12. Inwieweit wurden die in der Zeit der Pandemie zur Verfügung gestellten psychotherapeutischen und klinisch-psychologischen Behandlungen über digitale Hilfsmittel (via Internet oder Telefon) von den Patienten in Anspruch genommen?

(Mit der Bitte um Gegenüberstellung zu den vor der Pandemie üblichen face to face Behandlungen mit den Monaten Jänner 2020 bis September 2020)

13. In der Hochphase der Krise wurden laut Anfragebeantwortung (1948/AB zur Anfrage 1978/J) elektive Operationen reduziert. Wie viele und welche Operationen wurden im Zeitraum von März 2020 bis September 2020 durchgeführt?

14. Wie viele und welche Operationen wurden in Österreich im Vergleichszeitraum von März 2020 bis September 2020 weniger durchgeführt als vor dem Corona-Lockdown?

(Mit der Bitte um Angabe einer Gesamtzahl und des Prozentwertes)

15. Wurden nach Ende des Lockdowns vermehrt Operationen durchgeführt, um die vorherige Reduktion wieder auszugleichen?

a)    Wenn ja, welche und wie konnte dies unter Berücksichtigung der Corona-Schutzmaßnahmen bewerkstelligt werden?

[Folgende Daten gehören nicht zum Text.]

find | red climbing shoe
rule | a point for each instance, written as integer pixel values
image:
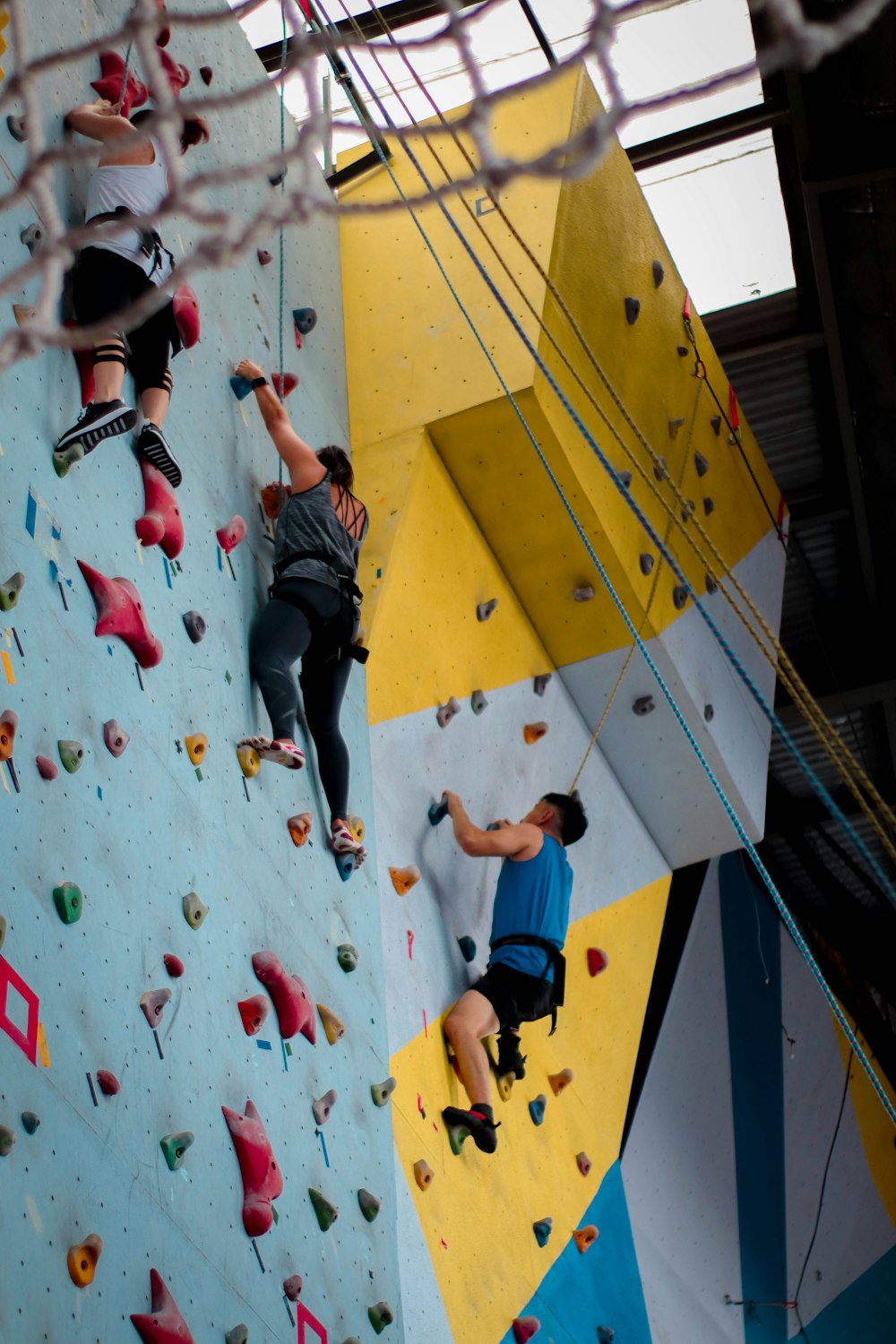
(344, 841)
(478, 1126)
(280, 752)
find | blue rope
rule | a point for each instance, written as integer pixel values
(732, 816)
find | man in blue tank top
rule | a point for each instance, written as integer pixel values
(524, 978)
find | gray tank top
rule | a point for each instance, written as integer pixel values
(308, 523)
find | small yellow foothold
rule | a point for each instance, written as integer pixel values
(249, 761)
(405, 878)
(196, 746)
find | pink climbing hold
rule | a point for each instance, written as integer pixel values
(292, 1000)
(121, 612)
(253, 1013)
(263, 1177)
(163, 1324)
(185, 309)
(290, 383)
(112, 67)
(231, 534)
(525, 1327)
(161, 523)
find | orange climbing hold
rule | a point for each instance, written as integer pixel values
(300, 827)
(8, 723)
(196, 746)
(424, 1174)
(559, 1082)
(82, 1260)
(405, 878)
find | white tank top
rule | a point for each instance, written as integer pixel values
(142, 188)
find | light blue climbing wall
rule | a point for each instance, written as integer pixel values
(140, 832)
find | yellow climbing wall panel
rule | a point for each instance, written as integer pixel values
(477, 1214)
(414, 362)
(426, 567)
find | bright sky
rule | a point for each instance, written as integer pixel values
(720, 211)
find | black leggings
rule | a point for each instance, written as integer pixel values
(312, 632)
(105, 284)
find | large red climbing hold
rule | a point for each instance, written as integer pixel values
(292, 1000)
(524, 1328)
(121, 612)
(263, 1177)
(163, 1324)
(112, 67)
(185, 309)
(161, 523)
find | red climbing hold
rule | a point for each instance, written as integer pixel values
(121, 612)
(290, 383)
(161, 523)
(597, 961)
(185, 309)
(292, 1000)
(231, 534)
(263, 1179)
(163, 1324)
(253, 1012)
(525, 1327)
(112, 69)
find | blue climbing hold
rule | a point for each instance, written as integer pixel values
(438, 811)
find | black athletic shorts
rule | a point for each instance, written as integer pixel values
(514, 996)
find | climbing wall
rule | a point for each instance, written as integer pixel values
(140, 831)
(497, 653)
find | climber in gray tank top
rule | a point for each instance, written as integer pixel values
(125, 263)
(314, 607)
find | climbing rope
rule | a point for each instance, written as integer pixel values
(788, 674)
(729, 811)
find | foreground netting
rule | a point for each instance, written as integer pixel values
(142, 56)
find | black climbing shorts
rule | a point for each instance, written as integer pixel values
(514, 996)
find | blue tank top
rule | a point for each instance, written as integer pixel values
(532, 897)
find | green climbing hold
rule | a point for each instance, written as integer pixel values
(370, 1204)
(381, 1314)
(347, 957)
(69, 900)
(175, 1148)
(327, 1212)
(72, 754)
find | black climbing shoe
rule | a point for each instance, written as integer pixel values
(509, 1058)
(99, 421)
(469, 1123)
(153, 445)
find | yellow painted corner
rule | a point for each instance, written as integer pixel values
(533, 1174)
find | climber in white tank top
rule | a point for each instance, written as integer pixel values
(115, 271)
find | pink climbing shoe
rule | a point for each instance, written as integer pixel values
(344, 841)
(277, 750)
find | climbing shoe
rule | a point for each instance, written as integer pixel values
(99, 421)
(473, 1124)
(155, 448)
(509, 1058)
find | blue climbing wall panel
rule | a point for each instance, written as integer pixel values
(140, 832)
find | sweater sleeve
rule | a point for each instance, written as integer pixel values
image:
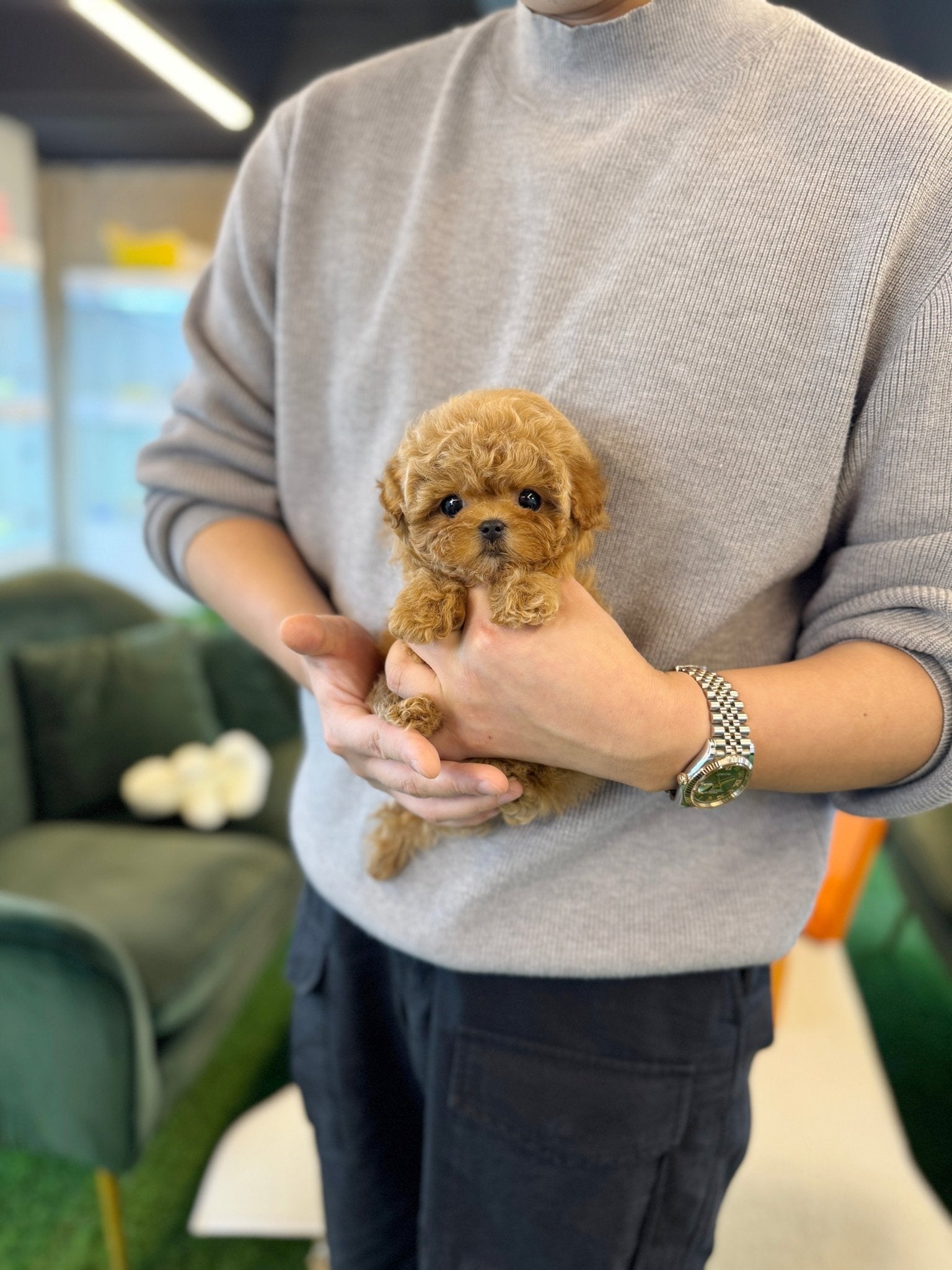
(215, 455)
(891, 579)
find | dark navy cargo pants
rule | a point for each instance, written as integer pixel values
(490, 1122)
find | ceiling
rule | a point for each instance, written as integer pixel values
(87, 100)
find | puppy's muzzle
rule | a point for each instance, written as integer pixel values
(491, 531)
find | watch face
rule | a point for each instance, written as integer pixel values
(720, 785)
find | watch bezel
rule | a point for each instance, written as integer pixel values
(707, 769)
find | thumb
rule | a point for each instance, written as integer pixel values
(316, 634)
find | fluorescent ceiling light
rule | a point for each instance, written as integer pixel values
(167, 61)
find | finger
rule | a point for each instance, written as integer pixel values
(455, 810)
(451, 822)
(456, 783)
(316, 634)
(353, 730)
(408, 676)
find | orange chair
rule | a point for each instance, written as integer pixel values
(853, 845)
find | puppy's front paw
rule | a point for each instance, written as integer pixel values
(421, 714)
(528, 600)
(426, 611)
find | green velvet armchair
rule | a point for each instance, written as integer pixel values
(126, 948)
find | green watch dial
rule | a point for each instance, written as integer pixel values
(720, 785)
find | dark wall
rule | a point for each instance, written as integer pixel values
(88, 100)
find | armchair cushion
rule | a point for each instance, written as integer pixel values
(95, 705)
(15, 786)
(173, 900)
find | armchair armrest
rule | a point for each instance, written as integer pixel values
(77, 1057)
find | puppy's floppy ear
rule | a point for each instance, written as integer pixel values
(588, 493)
(391, 495)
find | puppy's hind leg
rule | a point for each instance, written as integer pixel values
(395, 838)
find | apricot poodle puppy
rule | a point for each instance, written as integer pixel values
(496, 488)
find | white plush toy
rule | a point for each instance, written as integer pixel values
(207, 785)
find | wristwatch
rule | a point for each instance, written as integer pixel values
(723, 769)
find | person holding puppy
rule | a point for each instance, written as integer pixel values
(715, 236)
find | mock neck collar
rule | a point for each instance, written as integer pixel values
(644, 55)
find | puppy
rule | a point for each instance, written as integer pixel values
(496, 488)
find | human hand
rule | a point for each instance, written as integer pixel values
(342, 665)
(573, 693)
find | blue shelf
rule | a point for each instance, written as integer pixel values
(25, 469)
(125, 357)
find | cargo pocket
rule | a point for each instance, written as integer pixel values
(551, 1157)
(569, 1108)
(310, 941)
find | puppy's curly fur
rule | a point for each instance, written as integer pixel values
(494, 487)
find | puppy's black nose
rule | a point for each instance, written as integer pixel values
(493, 530)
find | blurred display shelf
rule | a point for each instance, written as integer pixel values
(25, 460)
(125, 357)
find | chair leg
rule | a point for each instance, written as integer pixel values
(111, 1214)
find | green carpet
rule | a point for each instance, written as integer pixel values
(47, 1208)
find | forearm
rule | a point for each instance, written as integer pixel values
(857, 716)
(249, 572)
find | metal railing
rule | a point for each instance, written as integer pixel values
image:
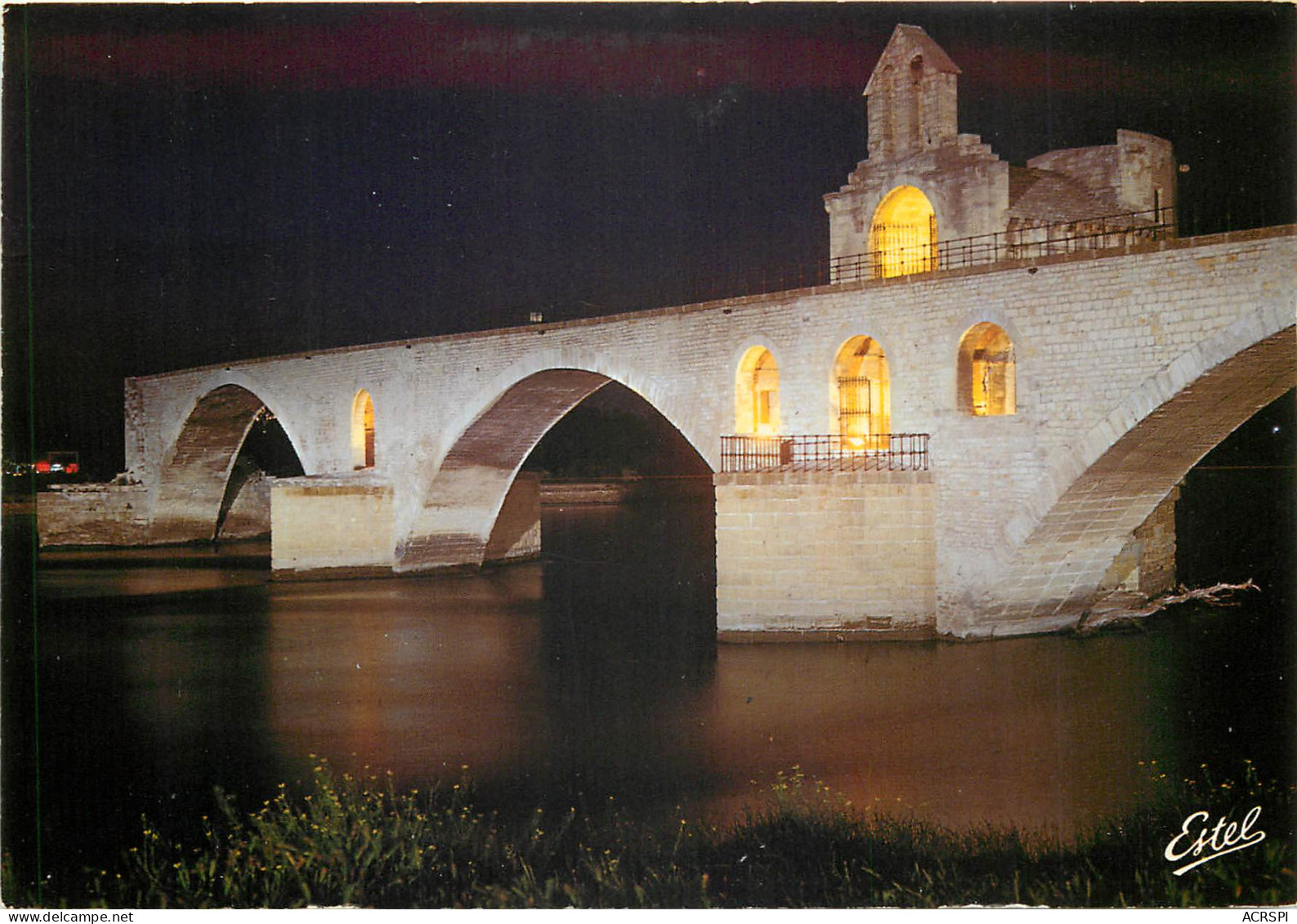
(1102, 232)
(825, 453)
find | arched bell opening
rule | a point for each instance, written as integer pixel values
(757, 393)
(863, 395)
(903, 234)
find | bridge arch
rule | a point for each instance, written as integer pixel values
(463, 501)
(195, 472)
(1060, 547)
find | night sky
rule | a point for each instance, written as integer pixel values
(212, 183)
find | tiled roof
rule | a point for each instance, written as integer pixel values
(1044, 196)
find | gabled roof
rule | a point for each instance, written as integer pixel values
(1045, 196)
(914, 40)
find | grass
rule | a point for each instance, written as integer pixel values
(358, 841)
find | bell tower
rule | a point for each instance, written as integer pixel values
(912, 97)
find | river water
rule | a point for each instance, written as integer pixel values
(592, 673)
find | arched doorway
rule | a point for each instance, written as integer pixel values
(757, 393)
(863, 395)
(903, 234)
(362, 431)
(987, 373)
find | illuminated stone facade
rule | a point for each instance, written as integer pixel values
(1065, 397)
(915, 145)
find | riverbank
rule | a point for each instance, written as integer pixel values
(357, 841)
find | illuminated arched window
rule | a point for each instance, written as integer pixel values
(903, 234)
(987, 371)
(362, 431)
(757, 393)
(863, 395)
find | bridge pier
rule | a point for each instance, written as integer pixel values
(825, 552)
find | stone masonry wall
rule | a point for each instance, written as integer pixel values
(92, 515)
(825, 551)
(331, 525)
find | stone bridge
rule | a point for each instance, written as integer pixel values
(1056, 446)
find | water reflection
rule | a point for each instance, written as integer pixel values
(589, 674)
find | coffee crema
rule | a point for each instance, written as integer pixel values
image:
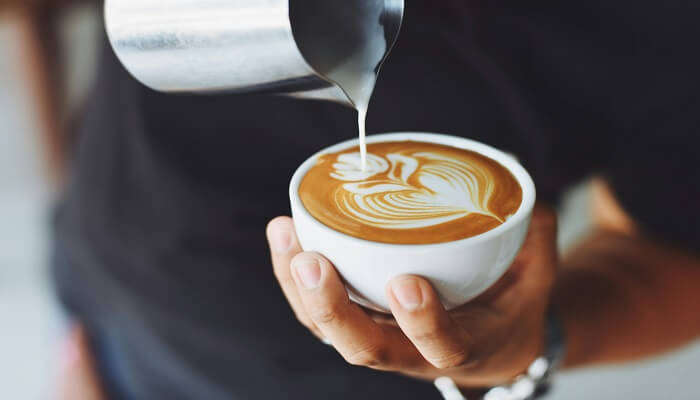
(410, 193)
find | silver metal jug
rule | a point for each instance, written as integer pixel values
(306, 48)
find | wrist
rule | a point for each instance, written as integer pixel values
(536, 380)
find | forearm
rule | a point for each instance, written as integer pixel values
(624, 298)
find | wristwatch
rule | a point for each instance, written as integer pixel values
(535, 382)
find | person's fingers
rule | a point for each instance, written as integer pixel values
(284, 246)
(358, 338)
(422, 317)
(78, 379)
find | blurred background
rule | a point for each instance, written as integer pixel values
(31, 324)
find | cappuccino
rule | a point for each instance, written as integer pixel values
(410, 192)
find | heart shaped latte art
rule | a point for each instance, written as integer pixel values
(408, 190)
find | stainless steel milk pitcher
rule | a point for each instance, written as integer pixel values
(279, 46)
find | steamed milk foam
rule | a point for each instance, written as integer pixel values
(410, 193)
(347, 47)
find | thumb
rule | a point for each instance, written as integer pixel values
(77, 377)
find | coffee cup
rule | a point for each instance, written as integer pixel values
(459, 270)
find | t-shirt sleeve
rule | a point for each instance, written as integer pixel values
(655, 174)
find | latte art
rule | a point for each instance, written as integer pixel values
(410, 192)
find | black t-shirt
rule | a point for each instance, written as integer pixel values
(161, 229)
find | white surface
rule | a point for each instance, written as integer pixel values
(28, 317)
(30, 324)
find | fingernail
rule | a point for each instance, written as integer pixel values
(407, 293)
(309, 272)
(280, 241)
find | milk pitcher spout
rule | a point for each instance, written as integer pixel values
(304, 48)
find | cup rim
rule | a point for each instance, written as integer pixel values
(506, 160)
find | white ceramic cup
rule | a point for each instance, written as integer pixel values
(458, 270)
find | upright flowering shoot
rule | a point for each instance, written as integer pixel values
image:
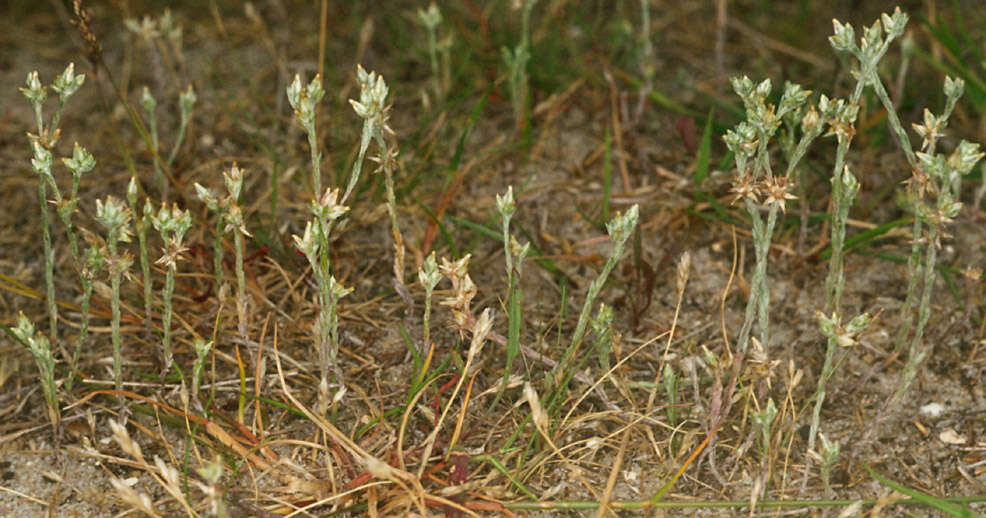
(757, 184)
(114, 216)
(314, 244)
(172, 225)
(373, 109)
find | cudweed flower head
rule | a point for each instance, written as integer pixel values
(146, 28)
(429, 275)
(303, 100)
(793, 98)
(841, 117)
(67, 83)
(42, 160)
(894, 25)
(480, 330)
(934, 165)
(845, 336)
(40, 348)
(619, 228)
(843, 37)
(234, 183)
(430, 18)
(186, 101)
(953, 87)
(307, 243)
(337, 289)
(830, 450)
(81, 162)
(147, 102)
(205, 195)
(372, 95)
(463, 290)
(327, 207)
(132, 191)
(811, 122)
(234, 217)
(519, 251)
(965, 157)
(777, 190)
(931, 130)
(172, 221)
(505, 204)
(115, 217)
(742, 141)
(35, 91)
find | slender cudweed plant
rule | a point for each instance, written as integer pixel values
(830, 453)
(749, 142)
(314, 243)
(329, 292)
(172, 225)
(514, 254)
(115, 218)
(619, 228)
(428, 277)
(670, 380)
(186, 104)
(141, 222)
(81, 162)
(230, 217)
(431, 19)
(40, 348)
(763, 420)
(602, 332)
(149, 104)
(837, 335)
(932, 173)
(516, 61)
(202, 349)
(374, 111)
(42, 143)
(304, 100)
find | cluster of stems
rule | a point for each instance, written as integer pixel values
(42, 145)
(114, 216)
(229, 216)
(431, 18)
(516, 61)
(40, 348)
(314, 244)
(172, 224)
(757, 181)
(514, 254)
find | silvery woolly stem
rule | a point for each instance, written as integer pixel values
(431, 18)
(619, 229)
(81, 162)
(186, 103)
(40, 348)
(149, 105)
(172, 225)
(429, 277)
(114, 216)
(140, 225)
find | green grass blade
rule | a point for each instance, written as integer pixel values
(946, 507)
(704, 149)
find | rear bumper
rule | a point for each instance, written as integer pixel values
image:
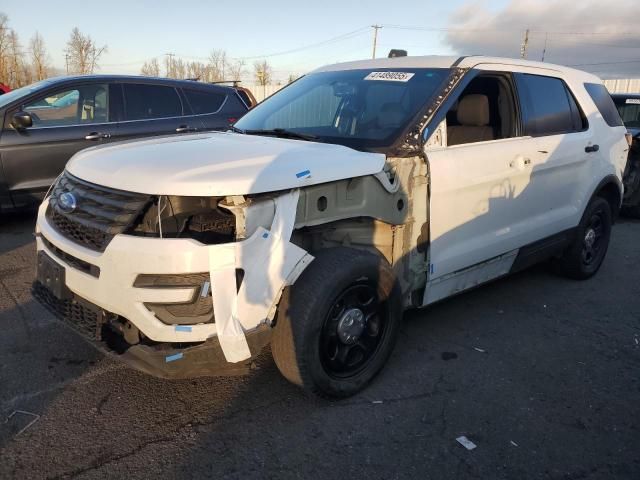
(162, 360)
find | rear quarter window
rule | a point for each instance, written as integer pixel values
(601, 97)
(204, 102)
(143, 102)
(548, 107)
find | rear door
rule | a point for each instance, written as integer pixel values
(150, 109)
(215, 108)
(564, 150)
(66, 119)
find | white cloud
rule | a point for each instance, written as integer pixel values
(594, 35)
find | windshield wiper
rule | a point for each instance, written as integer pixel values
(279, 132)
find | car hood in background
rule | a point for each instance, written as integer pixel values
(219, 164)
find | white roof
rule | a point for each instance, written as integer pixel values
(437, 61)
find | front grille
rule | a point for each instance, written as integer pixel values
(100, 213)
(82, 318)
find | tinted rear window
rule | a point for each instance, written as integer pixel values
(604, 102)
(151, 101)
(548, 107)
(204, 102)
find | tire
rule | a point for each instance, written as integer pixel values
(319, 341)
(583, 258)
(630, 211)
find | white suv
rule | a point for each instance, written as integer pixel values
(359, 191)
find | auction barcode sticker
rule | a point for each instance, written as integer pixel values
(390, 76)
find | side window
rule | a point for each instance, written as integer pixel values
(151, 101)
(548, 108)
(484, 111)
(81, 105)
(204, 102)
(600, 96)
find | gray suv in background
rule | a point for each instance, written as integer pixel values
(628, 105)
(45, 123)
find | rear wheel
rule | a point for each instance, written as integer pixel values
(338, 324)
(585, 255)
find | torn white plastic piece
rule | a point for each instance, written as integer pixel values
(223, 278)
(270, 262)
(466, 443)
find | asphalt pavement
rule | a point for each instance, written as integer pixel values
(539, 372)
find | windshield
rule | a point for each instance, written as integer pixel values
(7, 98)
(630, 112)
(362, 109)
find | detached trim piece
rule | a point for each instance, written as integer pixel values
(270, 262)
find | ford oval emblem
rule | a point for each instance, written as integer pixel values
(67, 202)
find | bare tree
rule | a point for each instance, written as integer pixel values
(82, 53)
(39, 57)
(236, 70)
(4, 42)
(151, 68)
(174, 67)
(218, 65)
(18, 71)
(263, 72)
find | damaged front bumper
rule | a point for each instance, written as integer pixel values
(164, 360)
(107, 286)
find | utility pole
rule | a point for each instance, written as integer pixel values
(525, 44)
(260, 75)
(170, 64)
(375, 38)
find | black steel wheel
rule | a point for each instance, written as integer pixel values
(352, 330)
(337, 325)
(585, 255)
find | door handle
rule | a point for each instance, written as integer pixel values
(97, 136)
(591, 148)
(520, 162)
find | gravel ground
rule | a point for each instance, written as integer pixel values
(540, 372)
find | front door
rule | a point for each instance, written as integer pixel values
(65, 121)
(480, 199)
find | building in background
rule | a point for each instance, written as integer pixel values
(623, 85)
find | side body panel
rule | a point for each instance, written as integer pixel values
(490, 198)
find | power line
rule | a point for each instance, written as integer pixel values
(500, 30)
(603, 63)
(375, 38)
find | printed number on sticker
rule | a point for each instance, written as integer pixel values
(390, 76)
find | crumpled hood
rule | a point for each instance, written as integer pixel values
(219, 164)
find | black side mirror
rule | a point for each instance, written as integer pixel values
(22, 120)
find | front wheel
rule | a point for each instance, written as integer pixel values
(337, 325)
(585, 255)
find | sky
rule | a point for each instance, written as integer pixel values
(297, 36)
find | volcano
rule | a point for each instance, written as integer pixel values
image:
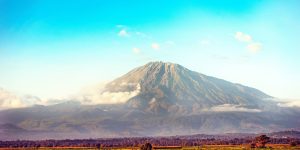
(157, 99)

b)    Wenn nein, warum nicht und wann ist damit zu rechnen, dass diese notwendigen Operationen aufgeholt sein werden?

16. Konnte nach Ende des Lockdowns ab Mitte Mai 2020 ein Anstieg der Selbstmord(versuche) in Österreich und in den einzelnen Bundesländern verzeichnet werden?